Hello and welcome to the first edition of the monthly report!
I believe free software like mCaptcha is critical to a healthy internet but being a one-person show, there’s hardly any accountability in the way software is built. I hope, through monthly reports, I can explain the logic and intentions behind decisions taken in the development process.
This month, the following things were accomplished:
1. Full LibreJS Compliance
The CAPTCHA widget and the admin dashboard are 100% LibreJS compliant!
2. JavaScript PolyFill
mCaptcha relied on a WebAssembly(WASM) port of the proof-of-work algorithm used in mCaptcha. This meanth browsers without WASM support couldn’t process CAPTCHAs. This month, a pure JavaScript(TypeScript, technically) implementation was released to overcome this limitation.
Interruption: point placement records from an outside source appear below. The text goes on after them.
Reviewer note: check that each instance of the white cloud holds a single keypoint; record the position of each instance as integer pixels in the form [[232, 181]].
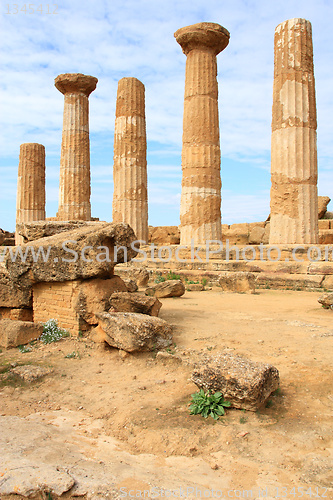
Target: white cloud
[[130, 38]]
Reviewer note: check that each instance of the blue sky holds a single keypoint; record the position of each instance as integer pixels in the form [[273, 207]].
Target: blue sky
[[117, 38]]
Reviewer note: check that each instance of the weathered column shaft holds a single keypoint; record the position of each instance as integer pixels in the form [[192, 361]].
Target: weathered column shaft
[[200, 209], [294, 203], [30, 201], [74, 186], [130, 200]]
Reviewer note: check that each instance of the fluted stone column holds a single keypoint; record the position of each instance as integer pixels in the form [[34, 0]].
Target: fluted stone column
[[74, 187], [200, 208], [30, 201], [130, 203], [294, 204]]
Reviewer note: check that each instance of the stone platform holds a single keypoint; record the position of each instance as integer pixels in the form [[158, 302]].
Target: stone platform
[[278, 267]]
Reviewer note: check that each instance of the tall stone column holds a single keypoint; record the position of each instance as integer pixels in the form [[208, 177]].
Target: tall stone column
[[200, 208], [130, 202], [74, 188], [294, 204], [30, 201]]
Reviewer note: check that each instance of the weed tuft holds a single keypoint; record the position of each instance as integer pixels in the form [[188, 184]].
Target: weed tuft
[[208, 404], [52, 333]]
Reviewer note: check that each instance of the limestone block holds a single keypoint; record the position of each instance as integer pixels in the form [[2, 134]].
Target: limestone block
[[135, 302], [256, 235], [245, 383], [94, 296], [14, 333], [326, 300], [41, 229], [240, 282], [169, 288], [79, 254], [135, 332]]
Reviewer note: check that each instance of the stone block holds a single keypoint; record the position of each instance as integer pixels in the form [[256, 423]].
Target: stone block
[[14, 333], [245, 383]]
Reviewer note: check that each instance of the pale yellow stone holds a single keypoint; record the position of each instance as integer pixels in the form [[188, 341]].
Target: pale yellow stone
[[74, 185], [130, 199], [294, 203], [30, 201], [200, 208]]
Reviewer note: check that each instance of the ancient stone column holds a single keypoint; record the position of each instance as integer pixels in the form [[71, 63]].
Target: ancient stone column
[[30, 201], [294, 212], [74, 187], [200, 208], [130, 202]]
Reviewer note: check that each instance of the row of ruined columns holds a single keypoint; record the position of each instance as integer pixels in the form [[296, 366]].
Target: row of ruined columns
[[294, 214]]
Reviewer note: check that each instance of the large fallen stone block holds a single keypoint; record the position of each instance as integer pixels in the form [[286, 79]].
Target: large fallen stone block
[[240, 282], [14, 333], [135, 332], [326, 300], [87, 252], [246, 384], [14, 294], [135, 302], [32, 231], [170, 288]]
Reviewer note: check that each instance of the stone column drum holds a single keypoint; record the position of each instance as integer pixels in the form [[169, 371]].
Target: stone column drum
[[30, 201], [130, 201], [74, 187], [200, 208], [294, 204]]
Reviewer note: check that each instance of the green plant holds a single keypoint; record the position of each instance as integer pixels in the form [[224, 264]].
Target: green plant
[[73, 354], [173, 276], [208, 404], [52, 333], [159, 279], [24, 348]]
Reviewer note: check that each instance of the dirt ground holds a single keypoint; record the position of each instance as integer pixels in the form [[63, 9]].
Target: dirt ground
[[129, 417]]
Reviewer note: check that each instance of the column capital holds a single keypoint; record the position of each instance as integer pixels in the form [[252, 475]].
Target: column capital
[[75, 83], [209, 36]]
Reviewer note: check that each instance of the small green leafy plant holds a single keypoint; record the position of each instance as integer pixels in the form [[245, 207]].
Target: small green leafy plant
[[159, 279], [208, 404], [52, 333], [173, 276], [24, 348]]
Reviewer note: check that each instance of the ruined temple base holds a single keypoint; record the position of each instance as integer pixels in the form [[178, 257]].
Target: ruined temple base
[[276, 267]]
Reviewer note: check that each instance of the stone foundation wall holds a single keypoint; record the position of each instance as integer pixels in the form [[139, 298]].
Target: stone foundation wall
[[56, 301]]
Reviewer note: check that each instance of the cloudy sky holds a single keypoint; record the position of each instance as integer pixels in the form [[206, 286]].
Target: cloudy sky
[[111, 39]]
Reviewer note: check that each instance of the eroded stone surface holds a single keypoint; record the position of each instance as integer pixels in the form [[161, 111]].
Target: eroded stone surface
[[294, 143], [84, 253], [135, 302], [245, 383], [169, 288], [200, 210], [14, 332], [130, 199], [30, 200], [135, 332], [241, 282], [74, 186]]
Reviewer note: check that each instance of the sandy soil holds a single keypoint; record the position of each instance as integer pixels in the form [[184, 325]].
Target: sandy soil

3. Integration libraries for Vanilla JS, React and Svelte:
To make migration from existing CAPTCHA deployments to mCaptha, integration libraries for Vanilla JS, React Js and Svelte with similar APIs very similar to that of Google’s reCAPTCHA and Cloudflare’s hCaptcha.
- Source code: mCaptcha/glue
4. Beginner friendly CAPTCHA configuration options.
The original configuration panel offers a comprehensive but daunting task for folks that are justgetting started with mCaptcha.
A new CAPTCHA creation format is rolled out which generates a configuration from familiar metrics like average, peak and traffic that took the user’s website down.
Of course, the advance option is available and can always be swished to at any moment!